The system is designed to be easy to use, even for biologists who are not experts in computer programming. It includes a graphical user interface that allows researchers to label behaviors and train AI without writing code. The team made the software open source, allowing labs around the world to download it and adapt it to their own specific animal models.
This system provides speed and accuracy, but relies on the appearance of motion within a single frame. This design means that YORU cannot easily identify behaviors that depend on a sequence of events over time. For example, additional analyzes may be required to distinguish between the beginning and end of foraging behavior. The software excels at identifying “states” of existence rather than complex narratives.

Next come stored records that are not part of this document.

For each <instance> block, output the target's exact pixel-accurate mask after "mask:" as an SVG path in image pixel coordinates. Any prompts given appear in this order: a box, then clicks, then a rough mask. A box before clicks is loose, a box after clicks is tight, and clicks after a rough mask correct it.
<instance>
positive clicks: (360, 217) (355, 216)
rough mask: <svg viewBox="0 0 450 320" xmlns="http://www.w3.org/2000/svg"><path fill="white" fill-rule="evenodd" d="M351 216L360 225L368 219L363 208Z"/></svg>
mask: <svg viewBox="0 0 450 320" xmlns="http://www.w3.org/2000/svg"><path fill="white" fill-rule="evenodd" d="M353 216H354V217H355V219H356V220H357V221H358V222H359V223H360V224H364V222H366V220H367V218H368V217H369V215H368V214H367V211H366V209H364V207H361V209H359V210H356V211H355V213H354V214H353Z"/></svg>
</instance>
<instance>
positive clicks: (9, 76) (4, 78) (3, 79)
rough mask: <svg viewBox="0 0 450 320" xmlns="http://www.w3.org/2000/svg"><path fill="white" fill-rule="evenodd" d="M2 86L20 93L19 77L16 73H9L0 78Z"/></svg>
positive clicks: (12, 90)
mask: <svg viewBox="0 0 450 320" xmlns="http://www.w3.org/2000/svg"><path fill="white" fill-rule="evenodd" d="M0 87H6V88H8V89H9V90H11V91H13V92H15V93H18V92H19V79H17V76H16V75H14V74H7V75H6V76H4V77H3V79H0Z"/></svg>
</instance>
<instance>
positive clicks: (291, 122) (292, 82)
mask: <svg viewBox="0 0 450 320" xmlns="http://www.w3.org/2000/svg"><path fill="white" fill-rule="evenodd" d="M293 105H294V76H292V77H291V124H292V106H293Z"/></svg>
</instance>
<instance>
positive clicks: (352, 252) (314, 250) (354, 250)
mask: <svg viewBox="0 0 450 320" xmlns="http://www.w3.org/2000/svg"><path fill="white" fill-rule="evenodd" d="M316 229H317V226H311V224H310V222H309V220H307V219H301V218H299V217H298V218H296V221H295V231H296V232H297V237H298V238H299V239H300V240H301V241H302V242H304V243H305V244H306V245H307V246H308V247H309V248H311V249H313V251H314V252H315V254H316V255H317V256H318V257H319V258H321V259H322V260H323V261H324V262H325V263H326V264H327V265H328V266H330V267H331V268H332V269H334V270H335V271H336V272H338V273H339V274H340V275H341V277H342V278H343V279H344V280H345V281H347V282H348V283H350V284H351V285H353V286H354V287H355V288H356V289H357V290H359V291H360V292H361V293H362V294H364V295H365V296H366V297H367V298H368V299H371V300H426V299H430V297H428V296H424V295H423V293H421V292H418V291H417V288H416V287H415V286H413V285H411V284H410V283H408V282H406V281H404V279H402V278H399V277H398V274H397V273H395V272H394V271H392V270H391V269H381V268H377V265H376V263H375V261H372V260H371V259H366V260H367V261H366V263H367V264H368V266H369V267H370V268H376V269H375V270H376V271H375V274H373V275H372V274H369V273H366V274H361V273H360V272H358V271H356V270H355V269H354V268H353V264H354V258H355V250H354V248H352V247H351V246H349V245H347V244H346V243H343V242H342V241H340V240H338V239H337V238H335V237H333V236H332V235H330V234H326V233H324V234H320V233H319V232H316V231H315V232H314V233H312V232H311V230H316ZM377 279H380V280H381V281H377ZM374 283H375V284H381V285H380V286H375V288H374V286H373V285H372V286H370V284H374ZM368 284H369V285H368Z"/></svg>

Additionally, the current version does not automatically track the identity of individual animals over time. If two animals look the same but switch places, the software may not be able to tell them apart without an auxiliary tool. Researchers may need to combine YORU with other tracking software for studies that require long-term personal medical histories.
Hardware limitations present another challenge for projector-based systems. If there is a slight delay in the projector, fast-moving animals may exit the illumination area before the light pulses. Future updates may include predictive algorithms that predict where animals will be every millisecond.
Despite these limitations, YORU represents a new way to interrogate the brain. By allowing computers to recognize social behavior on the fly, scientists are now able to ask questions about how the brain navigates the complex social world. The ability to turn on or off certain senses during social interactions opens new avenues for understanding the neural basis of communication.
The study, “YORU: Animal behavior detection using an object-based approach for real-time closed-loop feedback,” was authored by Hayato Yamauchi, Ryosuke Takeuchi, Naoya Chiba, Koichi Hashimoto, Takashi Shimizu, Fumitaka Osakata, Yoshiya Tanaka, and Azusa Kamikawachi.